With vaccinations rolling out in various parts of the world (not here in Japan though…) and rumour about kendo resuming in some places soon, I think it’s worth looking back and thinking how our non-dojo time was spent during the pandemic. Perhaps you did a lot of suburi? Maybe you took notes? Watched videos? No matter what you did (and I am sure it was frustrating at times), this hitorigeiko will almost certainly be good for your kendo going forward.
Here is a mini (and quite freely done!) translation by Inoue Masataka on the topic.

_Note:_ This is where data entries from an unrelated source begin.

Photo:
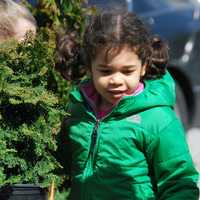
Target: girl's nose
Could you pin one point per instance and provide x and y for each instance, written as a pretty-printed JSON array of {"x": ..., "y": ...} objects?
[{"x": 116, "y": 79}]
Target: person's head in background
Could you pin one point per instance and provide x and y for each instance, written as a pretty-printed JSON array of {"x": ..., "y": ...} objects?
[{"x": 16, "y": 21}]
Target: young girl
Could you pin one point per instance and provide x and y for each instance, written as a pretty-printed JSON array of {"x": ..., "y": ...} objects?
[{"x": 122, "y": 140}]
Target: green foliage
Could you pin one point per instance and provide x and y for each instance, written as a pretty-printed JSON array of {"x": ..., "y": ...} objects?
[{"x": 31, "y": 108}]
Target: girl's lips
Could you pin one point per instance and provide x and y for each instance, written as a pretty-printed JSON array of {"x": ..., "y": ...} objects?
[{"x": 117, "y": 93}]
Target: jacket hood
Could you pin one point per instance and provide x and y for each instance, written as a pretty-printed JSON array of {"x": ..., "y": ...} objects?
[{"x": 157, "y": 92}]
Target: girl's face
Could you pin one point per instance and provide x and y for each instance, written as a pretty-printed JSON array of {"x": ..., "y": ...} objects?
[{"x": 117, "y": 77}]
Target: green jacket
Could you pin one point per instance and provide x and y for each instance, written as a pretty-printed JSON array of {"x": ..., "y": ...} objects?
[{"x": 137, "y": 152}]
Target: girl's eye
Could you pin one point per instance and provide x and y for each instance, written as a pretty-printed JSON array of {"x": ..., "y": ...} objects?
[
  {"x": 105, "y": 71},
  {"x": 128, "y": 72}
]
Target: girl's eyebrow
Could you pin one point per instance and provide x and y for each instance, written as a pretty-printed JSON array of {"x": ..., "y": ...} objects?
[{"x": 124, "y": 66}]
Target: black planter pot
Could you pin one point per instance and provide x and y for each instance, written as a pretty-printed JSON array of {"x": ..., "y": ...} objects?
[{"x": 23, "y": 192}]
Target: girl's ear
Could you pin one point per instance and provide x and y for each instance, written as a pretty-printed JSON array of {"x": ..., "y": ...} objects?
[{"x": 143, "y": 70}]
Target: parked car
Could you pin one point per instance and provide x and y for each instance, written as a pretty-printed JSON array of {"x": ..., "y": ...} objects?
[{"x": 178, "y": 22}]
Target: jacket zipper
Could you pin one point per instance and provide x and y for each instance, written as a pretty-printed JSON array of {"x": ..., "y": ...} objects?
[{"x": 90, "y": 161}]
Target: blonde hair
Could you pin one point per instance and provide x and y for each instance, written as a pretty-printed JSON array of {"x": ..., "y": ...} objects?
[{"x": 10, "y": 15}]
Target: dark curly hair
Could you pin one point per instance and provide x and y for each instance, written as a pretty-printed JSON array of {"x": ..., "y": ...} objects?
[{"x": 107, "y": 31}]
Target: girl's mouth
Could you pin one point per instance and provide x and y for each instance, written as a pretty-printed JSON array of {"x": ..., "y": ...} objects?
[{"x": 117, "y": 94}]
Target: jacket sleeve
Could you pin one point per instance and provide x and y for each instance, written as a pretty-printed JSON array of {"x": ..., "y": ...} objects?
[{"x": 174, "y": 173}]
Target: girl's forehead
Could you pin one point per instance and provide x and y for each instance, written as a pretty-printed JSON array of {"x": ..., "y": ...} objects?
[{"x": 108, "y": 53}]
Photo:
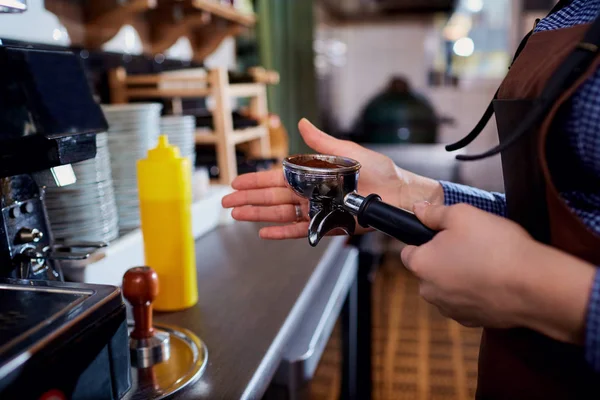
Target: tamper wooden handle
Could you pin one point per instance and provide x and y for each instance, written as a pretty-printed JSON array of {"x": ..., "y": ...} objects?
[{"x": 140, "y": 288}]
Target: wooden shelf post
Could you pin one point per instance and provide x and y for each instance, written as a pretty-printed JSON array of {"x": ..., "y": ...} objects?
[{"x": 223, "y": 125}]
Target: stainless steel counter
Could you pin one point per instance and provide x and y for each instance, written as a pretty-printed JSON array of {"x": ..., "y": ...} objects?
[{"x": 252, "y": 294}]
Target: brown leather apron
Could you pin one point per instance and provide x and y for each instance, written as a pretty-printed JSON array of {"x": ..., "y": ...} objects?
[{"x": 519, "y": 363}]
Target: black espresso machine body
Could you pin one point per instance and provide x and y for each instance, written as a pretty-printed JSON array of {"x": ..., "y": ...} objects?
[{"x": 57, "y": 340}]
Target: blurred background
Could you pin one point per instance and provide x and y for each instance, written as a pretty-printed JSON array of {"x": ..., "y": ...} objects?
[
  {"x": 382, "y": 72},
  {"x": 404, "y": 77}
]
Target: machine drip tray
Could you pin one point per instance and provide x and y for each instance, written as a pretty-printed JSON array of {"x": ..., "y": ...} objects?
[{"x": 186, "y": 364}]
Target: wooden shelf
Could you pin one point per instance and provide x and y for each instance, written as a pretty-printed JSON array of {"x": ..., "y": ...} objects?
[
  {"x": 246, "y": 89},
  {"x": 226, "y": 12},
  {"x": 236, "y": 137},
  {"x": 214, "y": 84},
  {"x": 236, "y": 90},
  {"x": 160, "y": 23}
]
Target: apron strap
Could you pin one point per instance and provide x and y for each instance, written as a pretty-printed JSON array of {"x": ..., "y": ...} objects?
[
  {"x": 489, "y": 112},
  {"x": 573, "y": 67}
]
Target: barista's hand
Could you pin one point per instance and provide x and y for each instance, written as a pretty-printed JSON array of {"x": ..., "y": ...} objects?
[
  {"x": 264, "y": 196},
  {"x": 484, "y": 270}
]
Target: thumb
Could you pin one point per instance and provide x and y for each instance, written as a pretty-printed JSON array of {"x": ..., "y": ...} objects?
[
  {"x": 321, "y": 142},
  {"x": 433, "y": 217}
]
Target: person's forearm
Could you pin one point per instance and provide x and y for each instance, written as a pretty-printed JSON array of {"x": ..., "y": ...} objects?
[
  {"x": 555, "y": 303},
  {"x": 416, "y": 188}
]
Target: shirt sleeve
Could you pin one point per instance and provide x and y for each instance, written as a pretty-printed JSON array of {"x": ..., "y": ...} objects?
[
  {"x": 592, "y": 331},
  {"x": 491, "y": 202}
]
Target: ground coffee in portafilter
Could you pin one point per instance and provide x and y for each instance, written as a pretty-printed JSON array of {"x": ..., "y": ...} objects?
[{"x": 316, "y": 163}]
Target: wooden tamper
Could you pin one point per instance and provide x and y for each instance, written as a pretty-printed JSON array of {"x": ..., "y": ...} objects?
[{"x": 147, "y": 345}]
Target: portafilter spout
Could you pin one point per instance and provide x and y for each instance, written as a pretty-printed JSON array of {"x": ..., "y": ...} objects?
[{"x": 330, "y": 184}]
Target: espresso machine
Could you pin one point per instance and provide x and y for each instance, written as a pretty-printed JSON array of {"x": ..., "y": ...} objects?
[{"x": 58, "y": 340}]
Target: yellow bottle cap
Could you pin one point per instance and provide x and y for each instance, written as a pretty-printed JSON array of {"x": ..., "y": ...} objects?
[{"x": 164, "y": 151}]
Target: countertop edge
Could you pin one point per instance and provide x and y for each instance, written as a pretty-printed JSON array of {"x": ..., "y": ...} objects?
[{"x": 268, "y": 366}]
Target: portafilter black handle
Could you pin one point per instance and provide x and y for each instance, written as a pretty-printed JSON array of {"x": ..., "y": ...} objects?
[{"x": 403, "y": 225}]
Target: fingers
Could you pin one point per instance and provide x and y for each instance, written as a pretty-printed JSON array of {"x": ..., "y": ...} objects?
[
  {"x": 406, "y": 255},
  {"x": 259, "y": 180},
  {"x": 295, "y": 231},
  {"x": 280, "y": 213},
  {"x": 260, "y": 197}
]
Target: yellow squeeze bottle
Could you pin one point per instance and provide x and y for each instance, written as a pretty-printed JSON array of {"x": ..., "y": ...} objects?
[{"x": 165, "y": 194}]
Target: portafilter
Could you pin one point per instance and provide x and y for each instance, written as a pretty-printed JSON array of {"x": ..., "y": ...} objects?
[{"x": 330, "y": 184}]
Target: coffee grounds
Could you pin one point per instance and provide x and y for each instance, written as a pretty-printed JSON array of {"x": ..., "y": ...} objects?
[{"x": 316, "y": 163}]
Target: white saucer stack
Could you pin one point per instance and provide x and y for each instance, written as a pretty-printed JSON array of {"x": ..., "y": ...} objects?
[
  {"x": 86, "y": 210},
  {"x": 180, "y": 129},
  {"x": 133, "y": 130}
]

Hitorigeiko is also sometimes called “kage-uchi keiko” (shadow-striking keiko). It is a kind of training whereby you imagine an opponent in front of you and concentrate on (think about) things like techniques and body movement.
Nowadays (the book was published in 1986) nobody really bothers with it, but in the past it was often through self-practice where deep understanding of kendo was acquired. In the past shugyo-sha would sleep in the fields, walk in the mountains, stand under waterfalls, etc, as a way to forge their minds and bodies. Some even retired to caves and prayed to the gods, undergoing rigorous acetic discipline.
The dojo is the place where you take the things you worked on and thought about while practicing by yourself and apply them in a real manner (that is, against an opponent). That “keiko” is something that happens – and finishes – in the dojo is a common misunderstanding of modern practitioners. Dojo keiko is only a part of your kendo shugyo. You should be self-practicing before and after your in-dojo time, for example through mental rehearsal or image training.
The cycle of preparation (by oneself) -> dojo keiko -> review (by oneself) increases effectiveness. In particular, it is during the introspective stage where you can see whether or not your hard work and patience (shugyo) has payed off.